Mon, 16 December 2019
Martin Boehm is the Dean of IE Business School, one of the world’s leading higher education institutions. It is based in Madrid, Spain, but most of their programs consist of 80-90% international students.
The business school was ranked the 3rd European Business School by Financial Times, 1st Worldwide Distance Online MBA by QS, 1st Business School in Europe and 3rd in the world by The Aspen Institute, and 3rd Non-US MBA Business School by Forbes, just to name a few of their awards.
Education hasn’t changed much over the past 100+ years and it is becoming more apparent that we are in desperate need of change in this area. With all of the technological advances, the evolving workforce, and an incredibly face pace of change in the world today we have to update our way of educating to allow students to prepare for the future of work. And that is just what Martin and his team at IE Business School are doing.
One thing that has to change is we have to move from simply imparting knowledge and facts to students to helping students develop skills. In order for students to be prepared for the future they need to have skills like learning agility, curiosity, collaboration, problem solving, etc...So that instead of focusing in on one certain career path they have a wide set of skills that allow them to continually adapt and reinvent themselves when needed.

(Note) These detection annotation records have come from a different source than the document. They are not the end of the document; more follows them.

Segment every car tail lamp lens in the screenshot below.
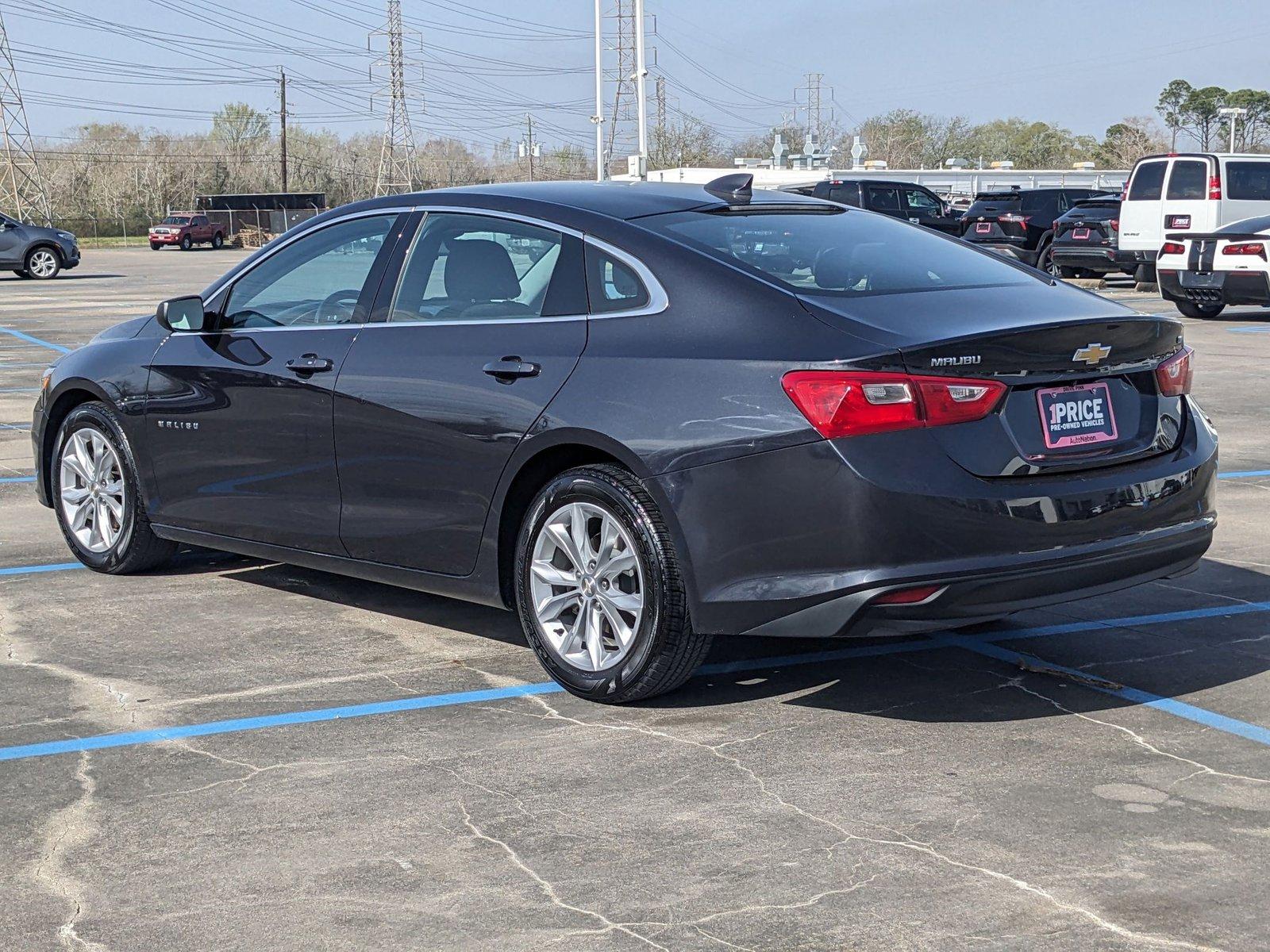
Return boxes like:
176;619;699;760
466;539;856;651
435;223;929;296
1156;347;1195;396
1222;241;1266;262
781;370;1006;440
872;585;944;605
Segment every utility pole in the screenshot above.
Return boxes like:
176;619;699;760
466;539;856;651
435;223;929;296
278;66;287;194
591;0;605;182
366;0;423;195
521;113;541;182
0;17;53;225
635;0;648;179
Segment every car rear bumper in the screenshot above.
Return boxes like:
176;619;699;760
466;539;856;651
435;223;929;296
1156;271;1270;306
1050;245;1139;271
658;408;1217;637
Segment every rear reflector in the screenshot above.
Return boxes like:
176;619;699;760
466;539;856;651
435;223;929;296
1222;241;1266;262
872;585;944;605
1156;347;1195;396
781;370;1006;440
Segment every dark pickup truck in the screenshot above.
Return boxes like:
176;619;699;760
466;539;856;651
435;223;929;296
791;178;961;235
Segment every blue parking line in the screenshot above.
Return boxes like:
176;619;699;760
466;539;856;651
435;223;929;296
0;328;71;354
0;604;1270;760
932;635;1270;747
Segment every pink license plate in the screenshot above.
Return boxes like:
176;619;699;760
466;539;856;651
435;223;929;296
1037;381;1116;449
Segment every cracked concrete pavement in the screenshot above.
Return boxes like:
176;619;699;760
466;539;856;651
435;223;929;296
0;250;1270;952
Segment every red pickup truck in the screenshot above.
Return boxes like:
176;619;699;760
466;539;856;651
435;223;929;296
150;212;225;251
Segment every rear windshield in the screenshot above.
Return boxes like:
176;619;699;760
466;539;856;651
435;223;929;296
1214;214;1270;235
640;208;1039;297
1226;163;1270;202
1126;163;1168;202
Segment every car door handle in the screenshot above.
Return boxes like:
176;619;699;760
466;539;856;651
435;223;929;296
481;357;542;383
287;354;335;373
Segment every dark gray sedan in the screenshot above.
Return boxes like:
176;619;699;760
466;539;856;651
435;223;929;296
33;175;1217;702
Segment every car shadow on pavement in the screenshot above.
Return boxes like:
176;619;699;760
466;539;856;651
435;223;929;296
165;550;1270;722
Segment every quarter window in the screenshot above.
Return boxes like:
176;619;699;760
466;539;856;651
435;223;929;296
587;245;649;313
1166;161;1208;201
221;214;396;330
1126;163;1167;202
389;212;566;321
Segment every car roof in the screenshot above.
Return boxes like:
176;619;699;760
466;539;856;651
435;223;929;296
341;180;832;221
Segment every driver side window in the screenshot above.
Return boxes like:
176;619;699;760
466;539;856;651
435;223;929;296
221;214;398;330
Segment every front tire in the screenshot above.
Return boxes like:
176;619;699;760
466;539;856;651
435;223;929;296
1173;301;1226;319
23;248;62;281
49;402;176;575
516;465;711;704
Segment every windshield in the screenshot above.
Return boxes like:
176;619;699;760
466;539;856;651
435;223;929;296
640;207;1037;297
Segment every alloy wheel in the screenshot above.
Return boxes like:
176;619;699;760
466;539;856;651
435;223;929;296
27;248;57;278
59;427;127;554
529;503;645;671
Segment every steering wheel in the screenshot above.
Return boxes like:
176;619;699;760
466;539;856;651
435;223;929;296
314;288;362;324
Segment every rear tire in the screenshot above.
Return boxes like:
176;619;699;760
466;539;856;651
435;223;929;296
48;401;176;575
1173;301;1226;320
514;465;711;704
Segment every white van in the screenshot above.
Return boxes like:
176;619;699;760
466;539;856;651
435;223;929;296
1120;152;1270;282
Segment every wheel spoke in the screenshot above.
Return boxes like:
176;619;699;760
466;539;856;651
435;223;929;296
582;601;605;671
529;559;578;588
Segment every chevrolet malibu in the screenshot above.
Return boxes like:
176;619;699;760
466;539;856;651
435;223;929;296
32;175;1217;703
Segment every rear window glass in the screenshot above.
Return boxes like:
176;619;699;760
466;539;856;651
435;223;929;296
1128;163;1168;202
640;208;1039;297
1164;160;1208;201
1226;163;1270;202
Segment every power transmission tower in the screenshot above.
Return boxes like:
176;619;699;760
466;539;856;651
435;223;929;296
0;17;53;225
794;72;833;144
366;0;423;195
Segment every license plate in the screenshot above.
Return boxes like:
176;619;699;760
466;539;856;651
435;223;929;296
1037;382;1116;449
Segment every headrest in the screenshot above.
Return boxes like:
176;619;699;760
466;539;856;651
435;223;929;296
446;239;521;301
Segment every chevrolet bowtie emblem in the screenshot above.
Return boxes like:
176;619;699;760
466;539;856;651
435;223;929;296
1072;344;1111;367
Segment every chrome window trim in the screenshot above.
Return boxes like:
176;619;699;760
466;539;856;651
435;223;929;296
185;205;671;336
583;235;671;320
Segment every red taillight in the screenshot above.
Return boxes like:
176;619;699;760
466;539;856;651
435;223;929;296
1156;347;1195;396
781;370;1006;440
872;585;945;605
1222;241;1266;262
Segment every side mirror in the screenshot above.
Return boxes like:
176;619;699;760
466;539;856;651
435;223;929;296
155;294;207;332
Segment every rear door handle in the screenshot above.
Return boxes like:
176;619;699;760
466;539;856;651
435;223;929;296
481;357;542;383
287;354;335;374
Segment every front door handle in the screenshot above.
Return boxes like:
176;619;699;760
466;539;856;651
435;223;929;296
287;354;335;374
481;357;542;383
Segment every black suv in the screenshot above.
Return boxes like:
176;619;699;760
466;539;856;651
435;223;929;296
961;186;1103;271
796;178;961;235
1050;195;1138;278
0;214;79;281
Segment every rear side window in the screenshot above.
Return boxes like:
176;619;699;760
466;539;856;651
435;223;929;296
587;245;649;313
1226;163;1270;202
1164;160;1208;202
1126;163;1168;202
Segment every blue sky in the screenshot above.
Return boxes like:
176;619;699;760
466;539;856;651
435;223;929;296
10;0;1270;148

We are no longer living in a world where a person can study a specific field in college, graduate with a degree, and then work for the same company for 25, 30, or 40 years. With AI, automation, and new job creation individuals need to have a different set of skills and mindsets while in school as well as after graduation.
As Martin shares, “I think we have to reinvent ourselves or we're going to have to reinvent ourselves over our career multiple times. Maybe you might've heard people talk about the so-called T model, right? Where they actually say, well, education is about having a broad foundation. I mean some basic skills and then the T is essentially about, I have to specialize and become an expert in something. Right? And that's going to serve me for the rest of my life over the next 30-40 years. I'm going to, that's what I'm going to be doing. I think what we're going to have to do is we're going to have to evolve from this T model to more of an M model or W model, which means, I mean there's going to be multiple times and throughout your lifetime, throughout your career where you might have to reinvent yourself and specialize in something.”

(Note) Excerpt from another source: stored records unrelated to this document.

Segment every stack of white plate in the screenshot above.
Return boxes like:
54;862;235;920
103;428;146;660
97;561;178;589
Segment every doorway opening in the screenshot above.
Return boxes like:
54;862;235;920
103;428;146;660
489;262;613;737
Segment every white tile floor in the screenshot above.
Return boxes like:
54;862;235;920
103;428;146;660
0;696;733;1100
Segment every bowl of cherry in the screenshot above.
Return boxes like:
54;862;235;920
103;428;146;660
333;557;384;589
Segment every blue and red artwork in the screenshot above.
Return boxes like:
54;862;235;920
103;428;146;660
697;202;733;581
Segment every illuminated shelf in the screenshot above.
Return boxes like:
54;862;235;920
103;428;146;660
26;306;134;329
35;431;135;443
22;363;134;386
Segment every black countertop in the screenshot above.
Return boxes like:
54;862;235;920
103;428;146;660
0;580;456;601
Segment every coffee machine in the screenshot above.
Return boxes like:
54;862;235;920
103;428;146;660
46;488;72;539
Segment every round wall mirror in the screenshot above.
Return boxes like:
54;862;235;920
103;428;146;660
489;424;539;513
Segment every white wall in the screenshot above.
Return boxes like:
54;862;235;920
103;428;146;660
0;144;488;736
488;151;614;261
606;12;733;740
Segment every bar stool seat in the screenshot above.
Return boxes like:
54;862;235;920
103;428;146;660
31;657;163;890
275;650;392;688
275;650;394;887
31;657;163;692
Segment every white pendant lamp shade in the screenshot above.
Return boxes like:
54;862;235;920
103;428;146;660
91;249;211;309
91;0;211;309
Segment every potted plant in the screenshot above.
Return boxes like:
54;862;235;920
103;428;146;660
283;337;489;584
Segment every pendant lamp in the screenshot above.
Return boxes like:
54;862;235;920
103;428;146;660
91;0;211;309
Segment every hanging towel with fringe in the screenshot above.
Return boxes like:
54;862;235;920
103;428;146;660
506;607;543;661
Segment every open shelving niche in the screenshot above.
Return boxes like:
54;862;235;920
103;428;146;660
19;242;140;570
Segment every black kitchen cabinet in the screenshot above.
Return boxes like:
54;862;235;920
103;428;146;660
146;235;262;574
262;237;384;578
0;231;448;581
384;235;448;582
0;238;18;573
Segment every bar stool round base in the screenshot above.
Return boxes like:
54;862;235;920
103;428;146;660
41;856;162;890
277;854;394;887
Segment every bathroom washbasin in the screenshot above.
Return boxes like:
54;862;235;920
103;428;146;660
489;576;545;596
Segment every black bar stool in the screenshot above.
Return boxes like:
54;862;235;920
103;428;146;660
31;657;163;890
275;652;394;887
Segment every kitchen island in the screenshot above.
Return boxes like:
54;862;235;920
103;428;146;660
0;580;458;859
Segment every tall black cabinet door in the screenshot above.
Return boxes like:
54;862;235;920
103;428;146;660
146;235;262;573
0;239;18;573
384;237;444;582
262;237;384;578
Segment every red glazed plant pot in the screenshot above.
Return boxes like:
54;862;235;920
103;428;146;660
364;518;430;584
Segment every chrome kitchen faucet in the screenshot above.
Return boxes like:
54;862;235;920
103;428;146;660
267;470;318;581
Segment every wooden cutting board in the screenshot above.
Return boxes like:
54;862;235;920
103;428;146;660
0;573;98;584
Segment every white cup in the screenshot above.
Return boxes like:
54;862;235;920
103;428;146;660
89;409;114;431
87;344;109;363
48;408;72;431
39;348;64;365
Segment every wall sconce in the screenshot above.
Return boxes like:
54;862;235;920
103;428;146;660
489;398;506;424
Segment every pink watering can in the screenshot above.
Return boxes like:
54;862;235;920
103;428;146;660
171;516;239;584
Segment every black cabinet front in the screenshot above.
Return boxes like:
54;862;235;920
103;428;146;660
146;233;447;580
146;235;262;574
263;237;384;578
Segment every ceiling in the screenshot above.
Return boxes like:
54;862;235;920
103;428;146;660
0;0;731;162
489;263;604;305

So who is responsible for keeping individuals consistently learning and upskilling? Martin says that learning does take some “intrinsic motivation” on the part of the individual. We as individuals need to do our part to find ways to learn new skills. We cannot leave this up to universities and organizations.
But organizations do not get a free pass either. Martin says, “For instance, if I as a CEO, if I as an organization understand that my company is going or my industry for the matter of fact is undergoing a fundamental transformation that is going to leave many of my employees and their skills as obsolete. I think I have an obligation. I think I have a responsibility as well to push them, to help them to actually transform in line with the industry in order to be able to acquire these skills in order to remain and stay relevant.”